Unbounded Memory Allocation in `http::body` #155

Open Eosis opened 1 month ago

Eosis commented 1 month ago

I know you're aware that http::body, here, allows unbounded allocation.

Has any effort been spent on attempting to remove this allocation and allow streaming through the s3s interface? I may be able to spend some effort to help resolve this issue, but I'm not quite sure where to start at the moment.

Eosis commented 1 month ago

Further investigation has made me realise that my use case is streaming through (PutObject request).

I actually found that my memory bloat issue was caused by the signature check being forced to bring the body of the request into memory.

Unless I am mistaken, for a Single Chunk upload, it is not possible to verify the signature without first reading the entire body, meaning reading it into memory or disk. This is quite sad if you want to keep a low footprint 😢

I did, however, find that s3s is unnecessarily bringing the entire body into memory when the request's x-amz-content-sha256 header is UNSIGNED-PAYLOAD. I hacked a fix in a branch in my fork, here. This change (and a switch to using streaming in our client library) was enough to prevent the memory bloat for me. I'll try to make that prettier and push a PR when I have time.

YaZasnyal commented 1 month ago

I have been thinking about this for some time now. One possible solution could be to implement opportunistic checks, assuming that the signature is correct, and returning an error only when the last chunk is read. This approach would significantly reduce latency for PUT operations, especially in proxy mode.
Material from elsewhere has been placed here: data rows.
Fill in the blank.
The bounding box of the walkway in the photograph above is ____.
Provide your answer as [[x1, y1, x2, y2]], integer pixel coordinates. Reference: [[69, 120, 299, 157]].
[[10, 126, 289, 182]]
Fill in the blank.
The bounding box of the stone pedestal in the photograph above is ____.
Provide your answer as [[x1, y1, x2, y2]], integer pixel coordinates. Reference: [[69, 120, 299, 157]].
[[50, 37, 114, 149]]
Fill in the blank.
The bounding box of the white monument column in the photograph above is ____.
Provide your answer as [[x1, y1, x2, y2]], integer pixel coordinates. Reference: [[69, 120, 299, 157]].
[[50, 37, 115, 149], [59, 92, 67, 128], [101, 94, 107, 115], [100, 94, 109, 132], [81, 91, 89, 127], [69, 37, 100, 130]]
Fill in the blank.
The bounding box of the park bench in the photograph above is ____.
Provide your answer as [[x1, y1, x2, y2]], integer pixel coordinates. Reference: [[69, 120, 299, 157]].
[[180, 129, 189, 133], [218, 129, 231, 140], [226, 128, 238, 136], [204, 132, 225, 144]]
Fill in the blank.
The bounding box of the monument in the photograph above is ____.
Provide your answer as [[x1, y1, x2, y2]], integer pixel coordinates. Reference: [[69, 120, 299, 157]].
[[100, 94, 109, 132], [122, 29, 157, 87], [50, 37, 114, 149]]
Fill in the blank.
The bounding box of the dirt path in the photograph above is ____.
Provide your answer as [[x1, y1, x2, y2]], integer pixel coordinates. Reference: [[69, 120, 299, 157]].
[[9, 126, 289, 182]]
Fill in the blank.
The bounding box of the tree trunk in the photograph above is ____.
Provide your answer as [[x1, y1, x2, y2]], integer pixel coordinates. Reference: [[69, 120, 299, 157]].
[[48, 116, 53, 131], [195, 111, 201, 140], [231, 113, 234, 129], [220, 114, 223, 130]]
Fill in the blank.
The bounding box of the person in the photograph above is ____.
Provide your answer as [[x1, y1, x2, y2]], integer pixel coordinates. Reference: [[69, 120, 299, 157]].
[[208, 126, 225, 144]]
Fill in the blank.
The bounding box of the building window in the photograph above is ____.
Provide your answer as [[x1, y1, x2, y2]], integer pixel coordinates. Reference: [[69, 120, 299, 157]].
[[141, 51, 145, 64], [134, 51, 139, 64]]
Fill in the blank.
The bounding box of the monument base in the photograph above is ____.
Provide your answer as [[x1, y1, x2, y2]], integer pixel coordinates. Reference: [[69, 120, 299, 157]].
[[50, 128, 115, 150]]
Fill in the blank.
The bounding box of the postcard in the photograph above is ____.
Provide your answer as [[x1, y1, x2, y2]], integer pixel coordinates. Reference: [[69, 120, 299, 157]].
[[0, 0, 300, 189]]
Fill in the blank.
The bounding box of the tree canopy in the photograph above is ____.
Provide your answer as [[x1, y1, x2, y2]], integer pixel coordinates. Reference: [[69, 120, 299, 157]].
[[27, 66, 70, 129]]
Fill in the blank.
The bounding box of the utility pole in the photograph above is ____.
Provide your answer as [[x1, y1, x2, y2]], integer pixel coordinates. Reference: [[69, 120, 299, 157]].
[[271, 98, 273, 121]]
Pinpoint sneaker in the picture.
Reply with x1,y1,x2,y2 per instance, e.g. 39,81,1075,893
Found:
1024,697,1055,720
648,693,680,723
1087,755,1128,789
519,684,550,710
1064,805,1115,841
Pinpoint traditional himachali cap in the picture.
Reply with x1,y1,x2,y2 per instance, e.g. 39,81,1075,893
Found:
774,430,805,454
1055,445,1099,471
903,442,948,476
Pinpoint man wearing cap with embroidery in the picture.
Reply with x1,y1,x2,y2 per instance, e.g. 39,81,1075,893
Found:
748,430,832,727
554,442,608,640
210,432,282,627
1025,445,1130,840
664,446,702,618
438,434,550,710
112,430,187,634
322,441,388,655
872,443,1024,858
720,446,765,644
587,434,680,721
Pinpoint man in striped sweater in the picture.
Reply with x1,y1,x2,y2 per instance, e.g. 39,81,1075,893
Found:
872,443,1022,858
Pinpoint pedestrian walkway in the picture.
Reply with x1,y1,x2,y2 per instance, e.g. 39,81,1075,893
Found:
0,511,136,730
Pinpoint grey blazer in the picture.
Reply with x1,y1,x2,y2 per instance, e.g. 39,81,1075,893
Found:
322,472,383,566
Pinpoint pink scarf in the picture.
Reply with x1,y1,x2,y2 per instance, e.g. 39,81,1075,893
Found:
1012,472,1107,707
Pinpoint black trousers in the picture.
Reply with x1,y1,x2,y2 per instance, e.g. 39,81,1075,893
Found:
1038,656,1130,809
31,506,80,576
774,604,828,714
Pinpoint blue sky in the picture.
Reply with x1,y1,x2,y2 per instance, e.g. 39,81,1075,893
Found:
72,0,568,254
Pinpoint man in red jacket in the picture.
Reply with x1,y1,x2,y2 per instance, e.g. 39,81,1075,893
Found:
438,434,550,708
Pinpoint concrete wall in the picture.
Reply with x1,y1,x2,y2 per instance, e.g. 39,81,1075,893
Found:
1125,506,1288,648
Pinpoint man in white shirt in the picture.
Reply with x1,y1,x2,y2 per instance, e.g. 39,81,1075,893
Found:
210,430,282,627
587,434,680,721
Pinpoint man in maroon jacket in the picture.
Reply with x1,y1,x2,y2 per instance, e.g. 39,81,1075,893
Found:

Nugine commented 1 month ago

I have been thinking about this for some time now. One possible solution could be to implement opportunistic checks, assuming that the signature is correct, and returning an error only when the last chunk is read. This approach would significantly reduce latency for PUT operations, especially in proxy mode.

This solution is reasonable but I'm worried about the side effects. Attackers may be able to cost more resources than memory if they can execute PUT operations until the last chunk. We still need to limit this case.

We can investigate how other storage servers solve this problem.